Sounds like our house... Between me, various friends and the HVAC guy we have figured most of it out over the last year and a half.

I had a separate thread where I was discussing some energy usage questions, during that issue, we actually had the utility company come out and check the house and hook up a line recorder due to some high voltage issues. I had the utility worker look at the setup and he suggested a transfer switch, but didn't really comment more than that or say it was faulty, dangerous, illegal as installed, etc. I take safety deadly serious and that is why I posed the question on here, I will not take the risk of having a system back feed into the grid and potentially cause harm. And from a financial aspect, that would suck too to lose a generator worth a couple thousand bucks. I would like to test the systems out, but am obviously wanting to approach that step slowly rather than flip breaker, power up and see what happens. I will post pics of the electric panels, but it seems to be the best thing to do would have an electrician who installs back up genny systems to come out and take a look and make his suggestions. A couple hundred bucks for that expertise it will cost me isn't worth the potential risk and liability of not verifying it is GTG.
Sounds like a good plan.

Aaron Z
 
   / Whole home generator help, existing system in home I bought #22  
Flip off the main breaker to disconnect from the grid first.

Flip off the breakers for everything you don't need to power.

Start the generator.

Flip the 50 amp generator breaker to on.

Enjoy your generator



Ditto. This is how I'll do mine if I ever get to it. Our power is never off very long, so I haven't bothered.

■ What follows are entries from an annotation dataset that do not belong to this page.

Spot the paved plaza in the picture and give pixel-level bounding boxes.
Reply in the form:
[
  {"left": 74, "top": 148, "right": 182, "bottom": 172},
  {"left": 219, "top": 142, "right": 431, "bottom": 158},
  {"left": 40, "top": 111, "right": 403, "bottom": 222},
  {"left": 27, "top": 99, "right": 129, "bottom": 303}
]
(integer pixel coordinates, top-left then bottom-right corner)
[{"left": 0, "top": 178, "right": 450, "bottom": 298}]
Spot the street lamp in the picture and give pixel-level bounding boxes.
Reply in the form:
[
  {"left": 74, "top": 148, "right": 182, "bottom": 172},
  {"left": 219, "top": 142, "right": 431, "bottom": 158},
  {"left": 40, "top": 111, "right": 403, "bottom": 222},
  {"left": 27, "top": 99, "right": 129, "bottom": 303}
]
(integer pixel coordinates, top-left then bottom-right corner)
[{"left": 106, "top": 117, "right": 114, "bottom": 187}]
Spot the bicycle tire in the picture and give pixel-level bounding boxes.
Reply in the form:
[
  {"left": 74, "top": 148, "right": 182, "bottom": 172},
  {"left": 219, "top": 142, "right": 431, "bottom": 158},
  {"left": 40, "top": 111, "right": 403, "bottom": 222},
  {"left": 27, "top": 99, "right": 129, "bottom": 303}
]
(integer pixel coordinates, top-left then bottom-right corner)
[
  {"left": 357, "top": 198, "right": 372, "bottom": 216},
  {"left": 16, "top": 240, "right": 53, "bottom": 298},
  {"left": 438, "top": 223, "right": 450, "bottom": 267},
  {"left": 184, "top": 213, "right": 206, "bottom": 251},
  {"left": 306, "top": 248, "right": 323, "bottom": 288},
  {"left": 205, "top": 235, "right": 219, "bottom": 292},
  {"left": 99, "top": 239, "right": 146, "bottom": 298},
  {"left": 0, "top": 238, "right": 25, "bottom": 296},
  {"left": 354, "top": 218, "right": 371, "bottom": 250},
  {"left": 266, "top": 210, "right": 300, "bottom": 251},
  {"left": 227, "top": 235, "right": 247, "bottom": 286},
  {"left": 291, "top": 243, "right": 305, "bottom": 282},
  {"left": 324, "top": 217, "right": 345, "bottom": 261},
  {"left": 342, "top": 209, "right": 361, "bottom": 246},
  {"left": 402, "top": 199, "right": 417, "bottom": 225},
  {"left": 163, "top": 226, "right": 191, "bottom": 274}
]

I would also trace out every breaker, outlet and switch in the house and map it out, and label them with circuit numbers, etc...
 
   / Whole home generator help, existing system in home I bought #23  
Just to mention that if you ever manage to tickle a lineman with a jury rigged setup like this, the power company will turn off your power permanently, and they won't ever turn it back on. The only way you will get power back is by installing a complete new electrical service to modern codes, which often will mean ripping up walls in your house to rewire it. For sure you will have to replace all your breakers, and perhaps the panels too.